An update on the management of Familial Non-Medullary Thyroid Cancer (FNMTC)
Samira Mercedes Sadowski, MD
National Cancer Institute, NIH
June 16, 2021
Familial non-medullary thyroid cancer (FNMTC) constitutes 3–9% of all thyroid cancer (TC) cases and is divided into syndromic and non-syndromic FNMTC. In syndromic FNMTC, patients are at risk of non-medullary thyroid cancer (minor component) and multiple other tumors with syndrome-specific clinical features (Familial adenomatous polyposis, Gardner syndrome, Cowden syndrome, Werner syndrome, Carney complex). The genes for syndromic FNMTC are known.
In non-syndromic FNMTC, thyroid cancer is the major feature of the disease, and the susceptibility gene has not yet been identified.

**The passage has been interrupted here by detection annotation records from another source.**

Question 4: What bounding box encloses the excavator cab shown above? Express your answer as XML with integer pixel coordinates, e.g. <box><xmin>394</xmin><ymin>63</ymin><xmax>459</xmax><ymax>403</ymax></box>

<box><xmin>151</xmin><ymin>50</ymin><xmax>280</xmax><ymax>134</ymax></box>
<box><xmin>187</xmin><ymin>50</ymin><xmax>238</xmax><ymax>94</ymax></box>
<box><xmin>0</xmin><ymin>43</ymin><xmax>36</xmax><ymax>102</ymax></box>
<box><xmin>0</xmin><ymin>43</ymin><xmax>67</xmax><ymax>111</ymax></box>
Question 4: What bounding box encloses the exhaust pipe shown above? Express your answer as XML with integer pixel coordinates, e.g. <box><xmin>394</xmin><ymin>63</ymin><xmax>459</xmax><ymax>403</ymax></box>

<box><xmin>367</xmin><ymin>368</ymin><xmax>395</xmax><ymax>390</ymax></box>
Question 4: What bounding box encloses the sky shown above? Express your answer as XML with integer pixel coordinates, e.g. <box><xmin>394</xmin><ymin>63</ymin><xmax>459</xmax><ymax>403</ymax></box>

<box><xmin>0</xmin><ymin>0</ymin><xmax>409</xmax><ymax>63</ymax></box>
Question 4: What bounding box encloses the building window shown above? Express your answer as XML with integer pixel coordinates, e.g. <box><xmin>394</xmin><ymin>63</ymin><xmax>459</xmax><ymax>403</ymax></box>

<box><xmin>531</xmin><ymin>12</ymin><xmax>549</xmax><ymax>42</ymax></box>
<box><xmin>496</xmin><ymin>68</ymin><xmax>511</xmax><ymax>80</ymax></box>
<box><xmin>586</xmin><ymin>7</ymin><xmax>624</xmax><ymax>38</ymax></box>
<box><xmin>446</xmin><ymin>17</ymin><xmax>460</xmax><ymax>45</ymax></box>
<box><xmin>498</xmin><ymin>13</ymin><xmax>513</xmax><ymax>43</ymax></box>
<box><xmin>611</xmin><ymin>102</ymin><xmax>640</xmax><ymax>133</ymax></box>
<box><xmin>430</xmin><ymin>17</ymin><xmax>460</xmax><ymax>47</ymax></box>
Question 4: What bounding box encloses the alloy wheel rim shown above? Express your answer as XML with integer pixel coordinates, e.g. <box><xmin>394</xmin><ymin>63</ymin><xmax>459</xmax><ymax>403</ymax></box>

First, let’s define the diagnosis and management of FNMTC. Population studies have shown that the risk of TC increases nine-fold in patients who have a first-degree relative with TC. Traditionally, FNMTC is diagnosed when two or more first-degree relatives are affected . The probability that a patient’s cancer is FNMTC is greater than 95% when ≥3 first-degree relatives are affected, compared to 31–38% when only two first-degree relatives are affected . However, given the high incidence of TC in the general population, patients with only two first-degree relatives with non-medullary thyroid cancer (NMTC) could represent sporadic disease (a chance occurrence) and not an inherited predisposition .
In a prospective screening study at the National Cancer Institute , Dr. Klubo-Gwiezdzinska used thyroid ultrasound and physical examination in family members who had at least two first-degree relatives affected with TC and evaluated thyroid nodules according to the ATA guidelines. They found that 4.6% of people in families with two affected first-degree relatives had TC diagnosed on screening, while 22.7% of those from families with ≥3 affected first-degree relatives had a TC diagnosis. All cases diagnosed by screening had smaller tumor size, lower rate of central neck lymph node metastases, needed less extensive initial surgical intervention, and had a lower rate of radioiodine therapy compared to patients who presented with clinical disease. The youngest age of TC detection was 18 years old. They suggested screening with thyroid ultrasound in patients with ≥3 family members affected by FNMTC [3, 4]. However, recent ATA guidelines do not recommend screening and surveillance in non-syndromic FNMTC, citing a lack of evidence. To date, it is unknown whether earlier detection of less-advanced disease via this proposed screening and surveillance approach would result in a lower rate of TC recurrence and TC-related death or in overdiagnosis and overtreatment.
Second, is FNMTC more aggressive than sporadic disease? This is still debated. A meta-analysis of 12 studies with a total of 12,741 participants compared the extent of disease and outcomes in non-syndromic FNMTC versus sporadic NMTC and found that FNMTC was associated with a younger age at diagnosis and higher rate of multifocal and bilateral tumors, extrathyroidal invasion, lymph node metastasis, and recurrence rate . In a recent prospective cohort study comparing 78 patients with FNMTC to 53,571 NMTC patients , FNMTC cases presented at a younger age, with a greater rate of lymph node metastasis. On the other hand, a retrospective study in which 67 patients with FNMTC and 375 controls with sporadic disease were followed for 10 years showed similar long-term disease-free survival rates . Some of these discrepancies are due to study design shortcomings, such as variable inclusion criteria/definitions for FNMTC, data based on retrospective studies, and small sample size.
Third, which are the genes believed to cause non-syndromic FNMTC? By performing linkage analyses and whole-genome/-exome sequencing studies, several candidate genes have been found, including the serine/arginine repetitive matrix 2 gene (SRRM2) ; HABP2 germline variant, G534E ; and genes involved in the MAPK/ERK and PI3K/AKT pathways . However, all these variants appear to be present in only a few patients, are most often not present within all family members affected by FNMTC, and are subsequently not validated across different populations. Unstudied alternative mechanisms, such as epigenetic mechanisms, might be involved in FNMTC and warrant further investigations.
These findings highlight a real black box and the need for future large prospective studies. Ensuing results might help establish improved management guidelines for providers and patients with multiple family members harboring TC and raise their awareness about FNMTC.